孤独であっても人は生きていける
五木寛之 『続・孤独のすすめ』
中公新書ラクレ 842円
五木寛之『続・孤独のすすめ人生後半戦のための新たな哲学』を読了して、なぜこの本を読みたかったのか、ようやく気づいた。まさに人生の後半戦を生きている自分の考え方が、そんなに間違っていないことを確認したかったのだ。
現代は、だれもが孤独から逃れる道を探している時代だと著者は言う。そうかもしれない。電車の中の“乗客全員スマホ中”という一種異様な光景もその反映なのだろう。しかも「安直な絆だけを求めてはだめ」で、孤独であっても「人は生きていけるのだ」と続く。多分そうだ。
その上で孤独を「和して同ぜず」と定義づけている。それぞれが「自己の持つ特異性や個性、才能などを守りつつ、他と集団を生きる。他人とちがう自分を守る」ことが孤独の本質だという指摘。これは納得できる。
ならば具体的に、どう生きたらいいのか。あれかこれかの二者択一をやめること。「共に生きる」と「和して同ぜず」の共存だ。

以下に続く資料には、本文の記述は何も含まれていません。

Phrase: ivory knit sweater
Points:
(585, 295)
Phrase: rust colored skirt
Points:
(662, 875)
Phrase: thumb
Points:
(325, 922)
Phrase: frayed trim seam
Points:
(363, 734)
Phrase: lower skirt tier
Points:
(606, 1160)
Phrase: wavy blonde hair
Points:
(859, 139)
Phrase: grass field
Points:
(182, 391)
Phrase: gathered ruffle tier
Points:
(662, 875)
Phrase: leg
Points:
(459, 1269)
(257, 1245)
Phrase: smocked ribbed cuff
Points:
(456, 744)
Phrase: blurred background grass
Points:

一般的に「二心(ふたごころ)ある」という言葉は悪い意味で使われることが多いが、著者はこれを、孤独者が群れと接触するための戦略と捉える。この辺りで、「ああ、それでいいんだ」とホッとした。
何しろ孤独について、著者の思索には年季が入っている。1968年のエッセイ集『風に吹かれて』にも、「たとえ理想の未来社会が私たちのものになったところで、人間の孤独といったものはやはり存在する」という文章があるくらいだ。汝の孤独を愛せよ。